Qualcomm besitzt dem Bericht zufolge einen Großteil der Patente für die Mobilfunktechnik der dritten Generation, die in Deutschland dem UMTS-Standard entspreche, und verlange Lizenzgebühren für diese Technik. Nokia halte diese Gebühren für überzogen. Damit stehe die Firma nicht allein: Auch andere Gerätehersteller wie Panasonic beklagten die aus ihrer Sicht zu hohen Gebühren für Qualcomms Lizenzen und würfen den Amerikanern vor, sie würden ihre monopolartige Stellung ausnutzen. In der EU und in Südkorea seien die Kartellbehörden mittlerweile mit den Fällen befasst.

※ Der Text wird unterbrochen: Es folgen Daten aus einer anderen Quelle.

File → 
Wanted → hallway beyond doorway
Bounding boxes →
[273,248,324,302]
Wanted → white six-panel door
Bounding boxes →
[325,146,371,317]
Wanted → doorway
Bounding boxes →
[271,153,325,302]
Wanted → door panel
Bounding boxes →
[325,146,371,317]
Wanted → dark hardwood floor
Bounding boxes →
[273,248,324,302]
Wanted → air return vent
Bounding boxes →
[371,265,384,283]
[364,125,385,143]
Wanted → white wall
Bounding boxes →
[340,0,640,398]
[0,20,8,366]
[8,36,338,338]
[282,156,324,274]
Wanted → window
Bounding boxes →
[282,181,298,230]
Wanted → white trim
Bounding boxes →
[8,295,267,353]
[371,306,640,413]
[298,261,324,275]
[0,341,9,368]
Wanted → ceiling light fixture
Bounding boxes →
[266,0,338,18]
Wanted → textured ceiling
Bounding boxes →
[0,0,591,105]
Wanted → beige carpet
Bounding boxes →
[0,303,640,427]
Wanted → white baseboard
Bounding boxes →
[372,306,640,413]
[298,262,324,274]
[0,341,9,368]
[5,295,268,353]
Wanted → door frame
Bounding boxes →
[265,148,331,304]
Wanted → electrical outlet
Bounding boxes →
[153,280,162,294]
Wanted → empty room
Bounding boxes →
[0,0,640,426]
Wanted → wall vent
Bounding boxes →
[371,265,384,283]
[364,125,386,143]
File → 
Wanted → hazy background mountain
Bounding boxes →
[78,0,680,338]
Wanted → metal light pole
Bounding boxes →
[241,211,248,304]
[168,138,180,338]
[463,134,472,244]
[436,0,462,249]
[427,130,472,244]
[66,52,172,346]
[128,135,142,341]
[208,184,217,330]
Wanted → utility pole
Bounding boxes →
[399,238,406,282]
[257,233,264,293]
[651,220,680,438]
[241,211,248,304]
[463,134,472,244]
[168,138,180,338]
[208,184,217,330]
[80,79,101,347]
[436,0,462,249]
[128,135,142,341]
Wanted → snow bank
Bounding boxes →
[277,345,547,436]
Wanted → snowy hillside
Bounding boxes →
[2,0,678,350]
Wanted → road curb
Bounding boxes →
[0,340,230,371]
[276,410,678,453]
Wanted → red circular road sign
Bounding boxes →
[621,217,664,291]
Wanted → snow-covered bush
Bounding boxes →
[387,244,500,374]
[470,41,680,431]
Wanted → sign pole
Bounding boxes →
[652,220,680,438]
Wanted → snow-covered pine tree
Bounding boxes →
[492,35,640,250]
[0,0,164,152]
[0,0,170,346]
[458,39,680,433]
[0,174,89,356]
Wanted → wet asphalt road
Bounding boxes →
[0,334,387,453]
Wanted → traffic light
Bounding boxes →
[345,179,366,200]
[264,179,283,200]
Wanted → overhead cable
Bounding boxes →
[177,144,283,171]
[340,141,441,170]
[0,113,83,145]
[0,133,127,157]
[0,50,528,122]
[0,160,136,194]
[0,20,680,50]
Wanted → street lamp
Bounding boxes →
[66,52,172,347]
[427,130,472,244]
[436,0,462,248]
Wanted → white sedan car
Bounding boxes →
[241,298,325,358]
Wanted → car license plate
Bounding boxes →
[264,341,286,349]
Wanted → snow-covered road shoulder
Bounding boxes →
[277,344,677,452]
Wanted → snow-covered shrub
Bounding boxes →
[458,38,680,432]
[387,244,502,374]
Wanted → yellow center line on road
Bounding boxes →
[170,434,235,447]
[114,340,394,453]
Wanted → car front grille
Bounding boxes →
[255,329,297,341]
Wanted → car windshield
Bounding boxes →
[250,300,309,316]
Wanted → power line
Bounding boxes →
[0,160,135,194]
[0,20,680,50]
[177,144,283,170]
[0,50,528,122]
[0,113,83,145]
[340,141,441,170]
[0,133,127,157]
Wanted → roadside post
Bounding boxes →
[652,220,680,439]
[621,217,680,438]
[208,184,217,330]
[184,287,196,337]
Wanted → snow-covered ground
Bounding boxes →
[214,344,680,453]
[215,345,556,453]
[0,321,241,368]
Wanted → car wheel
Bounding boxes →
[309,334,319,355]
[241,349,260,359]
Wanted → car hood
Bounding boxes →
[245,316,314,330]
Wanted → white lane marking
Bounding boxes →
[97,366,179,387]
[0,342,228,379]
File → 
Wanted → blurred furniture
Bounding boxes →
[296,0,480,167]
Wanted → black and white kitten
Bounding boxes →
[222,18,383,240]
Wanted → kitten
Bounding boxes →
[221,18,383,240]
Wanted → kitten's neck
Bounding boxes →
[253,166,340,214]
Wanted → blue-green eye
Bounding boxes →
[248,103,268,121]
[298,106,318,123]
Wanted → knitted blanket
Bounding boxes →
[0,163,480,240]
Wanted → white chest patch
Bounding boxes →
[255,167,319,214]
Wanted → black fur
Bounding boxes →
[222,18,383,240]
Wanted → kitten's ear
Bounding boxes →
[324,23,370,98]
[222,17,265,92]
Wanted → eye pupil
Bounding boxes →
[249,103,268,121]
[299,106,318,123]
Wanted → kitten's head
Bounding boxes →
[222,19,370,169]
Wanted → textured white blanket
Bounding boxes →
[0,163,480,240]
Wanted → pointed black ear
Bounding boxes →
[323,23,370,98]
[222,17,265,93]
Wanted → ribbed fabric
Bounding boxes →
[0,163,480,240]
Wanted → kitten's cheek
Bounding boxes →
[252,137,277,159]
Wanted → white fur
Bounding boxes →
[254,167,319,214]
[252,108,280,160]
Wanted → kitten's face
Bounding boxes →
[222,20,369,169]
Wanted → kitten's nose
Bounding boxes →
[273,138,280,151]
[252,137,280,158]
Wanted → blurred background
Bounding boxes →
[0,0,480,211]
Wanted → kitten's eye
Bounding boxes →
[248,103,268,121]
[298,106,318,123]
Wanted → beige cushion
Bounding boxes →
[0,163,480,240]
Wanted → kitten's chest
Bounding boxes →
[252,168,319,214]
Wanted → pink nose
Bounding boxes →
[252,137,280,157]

"Ich habe Nokia vorgeschlagen, dass wir kooperieren und gemeinsam an neuen Lösungen arbeiten. Schließlich könnten wir zusammen einen riesigen Teil des Markts abdecken und sehr erfolgreich sein", sagte Jacobs. Nokia habe das jedoch abgelehnt.

Aber auch die Finnen sind dem Bericht zufolge offenbar weiterhin an einer außergerichtlichen Lösung interessiert. Eine Konzernsprecherin habe gesagt, dass die Verhandlungen fortgesetzt würden. Unser Ziel ist es, dass beide Unternehmen rechtzeitig eine akzeptable Einigung erzielen werden. Die Zeit dafür wird aber langsam knapp, hieß es in dem Bericht weiter: Die bestehenden Verträge zwischen Qualcomm und Nokia liefen am 9. April aus. Experten seien sich einig darin, dass Nokia ohne eine Einigung dann die Zahlungen an Qualcomm einstellen werde, die entsprechenden Lizenzgelder aber wegen der ungeklärten Rechtslage auf einem separaten Konto parke.

Der Streit hat dem Bericht zufolge aber noch eine größere Dimension. Dabei geht es um die Frage, inwieweit ein Unternehmen künftig überhaupt noch Einzelpatente für komplexe Technologien beanspruchen kann, die aus mehreren hundert Patenten bestehen, sagt Helena Nordman-Knutsson von Öhman Equities in Stockholm der Zeitung. (dpa/tc)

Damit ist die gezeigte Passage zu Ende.